In many ways, Korine’s enterprise is like an electronic music video set to the latest dance tracks only helmed by some weird amalgam of Terrence Malick, Steven Soderbergh and Quentin Tarantino. Scenes repeat themselves, dialogue is uttered in voiceover in hushed, almost whispered tones while the visuals appearing on the screen don’t always match the actions being described by one of the characters. It’s a fevered dreamscape of sex, lies, violence, videotape and cell phones, all of it lit in neon hues so unearthly they could only exist in a rabidly virile candy land as depicted here.
Into this fray comes James Franco, portraying a rapper slash drug dealer slash arms merchant slash all around sleaze aptly named Alien who spies the girls in a courtroom and immediately becomes infatuated with the lot of them. From there, the rabbit hole descends even further into depravity, each girl learning one way or the other that playing fast and loose doesn’t always lead to fame and oftentimes can leave happiness drowning in a pool of its own blood. Franco dominates this second half of the picture, delivering a hyperbolic one-of-a-kind love-it-or-hate-it performance than simply must be seen to be believed. He’s an energetic time bomb slowly ticking towards oblivion, and how the differing ways in which the girls react to this countdown is the moralistic driving force around which everything comes to revolve.

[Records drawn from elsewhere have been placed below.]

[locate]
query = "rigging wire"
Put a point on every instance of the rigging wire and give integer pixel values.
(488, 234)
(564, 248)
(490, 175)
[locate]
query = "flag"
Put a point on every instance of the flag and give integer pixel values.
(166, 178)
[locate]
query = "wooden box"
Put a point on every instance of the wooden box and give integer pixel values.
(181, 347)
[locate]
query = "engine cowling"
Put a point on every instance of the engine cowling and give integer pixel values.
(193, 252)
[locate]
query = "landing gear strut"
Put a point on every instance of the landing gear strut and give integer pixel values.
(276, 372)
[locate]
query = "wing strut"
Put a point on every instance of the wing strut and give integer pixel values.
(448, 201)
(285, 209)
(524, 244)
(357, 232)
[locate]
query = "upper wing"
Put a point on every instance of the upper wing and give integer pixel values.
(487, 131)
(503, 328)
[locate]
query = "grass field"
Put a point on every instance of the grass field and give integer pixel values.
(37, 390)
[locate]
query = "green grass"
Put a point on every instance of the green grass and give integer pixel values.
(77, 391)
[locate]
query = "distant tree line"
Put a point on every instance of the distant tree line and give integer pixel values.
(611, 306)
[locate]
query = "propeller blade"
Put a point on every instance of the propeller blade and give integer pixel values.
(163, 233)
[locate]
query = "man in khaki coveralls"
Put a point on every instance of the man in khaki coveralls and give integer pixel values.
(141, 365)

Does it all work? No, not entirely, and I’m not certain all of Korine’s points come through in quite the manner he wants them to. But his decision to cast to Disney darlings (Gomez and Hudgens) and one tween television soap favorite (Benson) is borderline brilliant, while adding Franco to the mix and allowing him to cut lose like he does borders on sublime. The hedonistic mixture is both mind-blowing and mind-numbing, usually both at the very same time, everything coming together to create an expressionistic cocktail of youthful rebellion unlike anything I’ve maybe ever seen.
It should be noted that, on a technical front, Korine has outdone himself. Composer Cliff Martinez (Traffic, Drive) and electronic dance musician Skrillex join forces to craft a uniquely compelling score that pulses through the motion picture like robotically modulating heartbeat, while editor Douglas Crise (Arbitrage) keeps the momentum propelling ever forward even when the visuals themselves on the surface appear to run haphazardly in circles. Best of all is Benoît Debie’s (Enter the Void) startling, sometimes awe-inspiring cinematography. His use of light, location, color and shadow is extraordinary, everything bleeding one into the other forcing Faith, Brit, Candy and Cotty to reveal what’s underneath the skin and not just what’s behind those skimpy primary colored bikinis.
I’m still not sure I get why Korine has developed such a passionate fan base and following over the years, and I still think he’s far more interested in shock and awe than he is in putting forth any sort of cohesive vision or point. But in the case of Spring Breakers I think this esthetic works for both him and for the movie he’s directing, allowing his ideas about youth in revolt to come across with far more frank bits of stark honesty than they would have otherwise. Far from perfect, the film still remains unforgettable, and while I’m not going to say this is a Spring Break I’d want to last forever that doesn’t mean I’d want to see my continuing to ponder its mysteries end anytime soon.